Ripples is a short film about finding community in the uplands, and the profound difference one person can make, just by putting positivity into the world.
The following is an excerpt from “Ripples,” written by Erik Petersen. This will be featured in the upcoming 2022 Fall Pheasants Forever Journal of Conservation:
“As we get older and more experienced with wingshooting, we tend to forget just how much the stars must align for everything to come together and end up with a bird in hand. We take that muscle memory for granted – mounting shotgun to shoulder, following the target, leading it just so... But being a parent to budding hunters reminds us of just how difficult that process can be when you’re starting out.

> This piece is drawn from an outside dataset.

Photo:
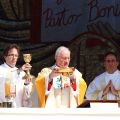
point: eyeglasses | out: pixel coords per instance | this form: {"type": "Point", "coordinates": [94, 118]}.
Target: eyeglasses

This was the case with Kasa. He was 12, and had missed a fair number of birds in the field his first year. The gun was awkward and he had a hard time mounting it in time for the flush. But now we were into his second season afield, and I had found him a smaller gun that fit him better.
And yet, he still struggled to put it all together in time to get a shot off. He was beginning to get frustrated. As a parent, I was walking that fine line between letting the thing be hard, and not letting it be so hard that your child loses interest.
Thankfully, he got a morale boost when our new friend Douglas Spale, and his father Fred, joined us in Montana for several days of hunting. You may remember Kasa from a story I wrote in the Fall 2020 issue of the Pheasants Forever Journal.
He’s adopted from Ethiopia, and an earlier article I wrote titled “To Make a Pheasant Hunter” talked about the need for more diversity in the uplands. How, I had asked back then, could I expect Kasa to find a home in the uplands, if he didn’t have role models that looked like him?
My answer came in the form of Douglas. Like Kasa, he too had been a Black kid adopted into a white hunting family in a small town full of people that didn’t look like him. After reading my essay, Douglas reached out and generously offered “I can be that mentor for Kasa.”
When Douglas Spale, a Black man adopted into a mixed-race family from Nebraska, hears a request for more diverse role models in the upland hunting world, he answers the call.